Orlando Morando vendeu alguns adereços programáticos que não resistem às prioridades econômicas sempre ultrajadas. Vender não é necessariamente um problema, desde que se entregue. Entregar é o problema. 

A redução orçamentária em nome de suposta austeridade e racionalidade não convence porque sugere abundância de recursos financeiros compartilhados pelos sete municípios. Pura ilusão. A inadimplência era pronunciada. Se dinheiro havia mesmo assim, nada teria sido mais prático e frutífero que investir na contratação de consultoria especializada em competitividade. Há tantos exemplos nos mais diferentes campos de atividades humanas que poderiam sensibilizar a direção do Clube dos Prefeitos. 

Mudar ou perecer 

Até o Flamengo em extraordinária etapa de reestruturação lança mão de especialistas, inclusive internacionais, para recuperar o prestígio e a competitividade perdidos, como mostrou nesta semana a revista Época. Poderia citar muitos outros casos em que a velharia estrutural de entidades presas a teias de aranha de organização interna desabou. 

A Casa do Grande ABC em Brasília gerou manchetes histriônicas, mas não acrescenta nada ao regime de mudanças que o Clube dos Prefeitos exige. Contratou-se um profissional para fazer o meio de campo com congressistas e não demorou para ser demitido sem maiores explicações aos contribuintes. 

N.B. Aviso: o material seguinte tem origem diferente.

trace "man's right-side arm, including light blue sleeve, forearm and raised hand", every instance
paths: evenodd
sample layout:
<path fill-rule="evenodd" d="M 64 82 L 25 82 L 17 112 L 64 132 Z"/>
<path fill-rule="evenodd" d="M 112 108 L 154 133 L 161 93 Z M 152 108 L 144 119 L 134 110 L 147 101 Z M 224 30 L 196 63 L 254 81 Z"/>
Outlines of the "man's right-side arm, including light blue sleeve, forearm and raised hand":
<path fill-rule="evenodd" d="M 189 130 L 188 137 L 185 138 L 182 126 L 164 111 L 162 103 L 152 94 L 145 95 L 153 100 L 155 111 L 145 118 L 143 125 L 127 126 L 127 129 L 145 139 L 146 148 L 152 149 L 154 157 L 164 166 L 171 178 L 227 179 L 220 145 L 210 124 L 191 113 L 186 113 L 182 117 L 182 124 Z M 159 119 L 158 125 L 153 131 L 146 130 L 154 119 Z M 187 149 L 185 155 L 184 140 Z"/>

Viagens ao continente europeu para debater urbanismo também não levam a nada porque estão desconectadas das demandas específicas da região. Transplantar experiências de fronteiras tão distantes para os pouco mais de 800 quilômetros quadrados da região é uma operação que vem desde os tempos de Celso Daniel, incentivador dos sete mares da regionalidade. E o que se deu no período passou por ações intermitentes, inconclusas, quando não conflitantes.  

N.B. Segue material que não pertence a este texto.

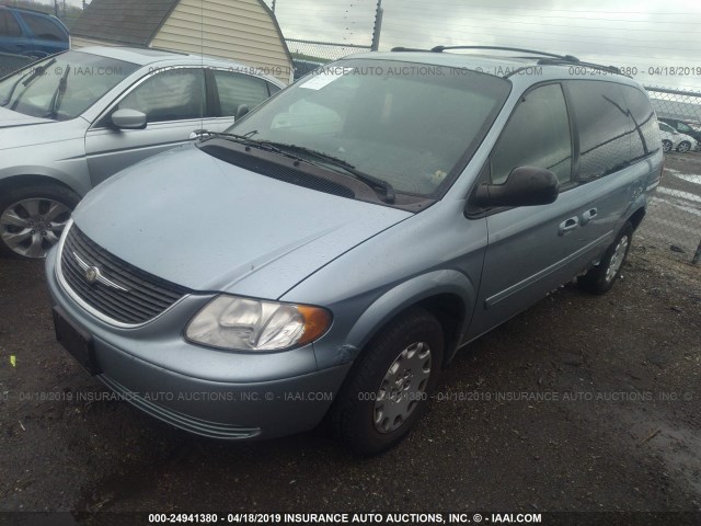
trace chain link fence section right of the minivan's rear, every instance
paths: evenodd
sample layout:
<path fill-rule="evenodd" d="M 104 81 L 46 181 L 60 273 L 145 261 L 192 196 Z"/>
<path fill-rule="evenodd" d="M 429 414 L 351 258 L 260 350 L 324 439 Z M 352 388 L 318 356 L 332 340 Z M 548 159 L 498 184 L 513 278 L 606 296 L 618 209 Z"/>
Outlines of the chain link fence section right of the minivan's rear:
<path fill-rule="evenodd" d="M 665 171 L 639 239 L 701 263 L 701 93 L 646 87 L 659 121 Z"/>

O desmonte da Agência de Desenvolvimento Econômico, primeiro irmão do Clube dos Prefeitos, agravou o quadro de desesperança. Quebrou-se uma perna de micropolíticas econômicas locais igualmente de baixa produtividade. A reformulação da Agência seria mais indicada, fundindo-se aos cromossomos do Clube dos Prefeitos sem que a iniciativa significasse absorção ou tutela. 

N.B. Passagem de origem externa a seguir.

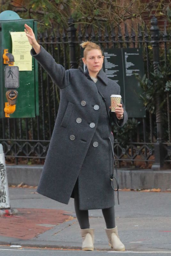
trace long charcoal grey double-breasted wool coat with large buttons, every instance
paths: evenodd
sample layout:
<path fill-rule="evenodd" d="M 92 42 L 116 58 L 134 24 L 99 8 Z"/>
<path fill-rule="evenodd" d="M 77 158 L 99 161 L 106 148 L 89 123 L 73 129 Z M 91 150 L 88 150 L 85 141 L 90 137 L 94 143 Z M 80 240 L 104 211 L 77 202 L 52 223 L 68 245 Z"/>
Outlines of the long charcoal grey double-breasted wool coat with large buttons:
<path fill-rule="evenodd" d="M 97 86 L 106 98 L 114 124 L 121 127 L 128 119 L 125 109 L 123 119 L 118 120 L 109 108 L 110 96 L 120 94 L 120 86 L 102 69 L 96 84 L 88 70 L 65 70 L 42 46 L 39 54 L 32 49 L 31 55 L 60 88 L 58 115 L 37 192 L 68 204 L 78 179 L 80 210 L 112 207 L 113 158 L 108 138 L 113 143 L 113 134 Z"/>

Qualquer organização que esquadrinhe competitividade como elemento-chave de políticas de desenvolvimento econômico saberia dar conta do recado. Desidratar a Agência até o último suspiro é de obviedade resolutiva tão estúpida quando insensata. 

Pedra no sapato 

Sei que sou uma pedra no sapato de todos que jogam o jogo do esquecimento e do desconhecimento na região. Jogo de esquecimento é o fenômeno de se repetirem manchetes do passado como novidades fresquinhas e ninguém se dar conta do golpe informativo. Jogo de desconhecimento é quase a mesma coisa, porque lida com consumidores de informações que por questão principalmente geracional nem sonham que publicações bombásticas de agora também o foram no passado de duas décadas ou mais e que não passaram de bombinhas de São João no decorrer do tempo. 

Toda vez que algum representante do Clube dos Prefeitos faz algum tipo de intervenção em que se coloca a regionalidade como tema positivista e, mais que isso, fadado ao sucesso, o que se está cometendo é mais um crime de lesa-região. A lista de propostas que não saíram do papel é imensa. Qualquer documento com a assinatura do Clube dos Prefeitos ganha narrativa suspeita, porque vai dar com os burros nágua. Prometeram-se tantas obras e intervenções na região que, metade fosse executada, viveríamos num paraíso. 

PIB vai chegando

Nos próximos dias vai sair o resultado do PIB dos Municípios. Estarão sendo desvendados os dados de 2015. O estrondo será gigantesco. Uma contraposição entre o que o Clube dos Prefeitos prometeu nos últimos cinco anos e o acumulado de perdas da região no período mostrará generosidade em tudo que escrevo sobre a agremiação. O prefeito Orlando Morando precisa deixar de se ofender com a denominação que atribuo à entidade e provar que tem vocação à regionalidade nos próximos 12 meses em que seguirá à frente daquela organização. 

O Clube dos Prefeitos é o cemitério da regionalidade porque cava a própria sepultura de incompetência quando propaga medidas que não se cumprem jamais e por não se cumprirem jamais expõem compulsoriamente as fragilidades da organização.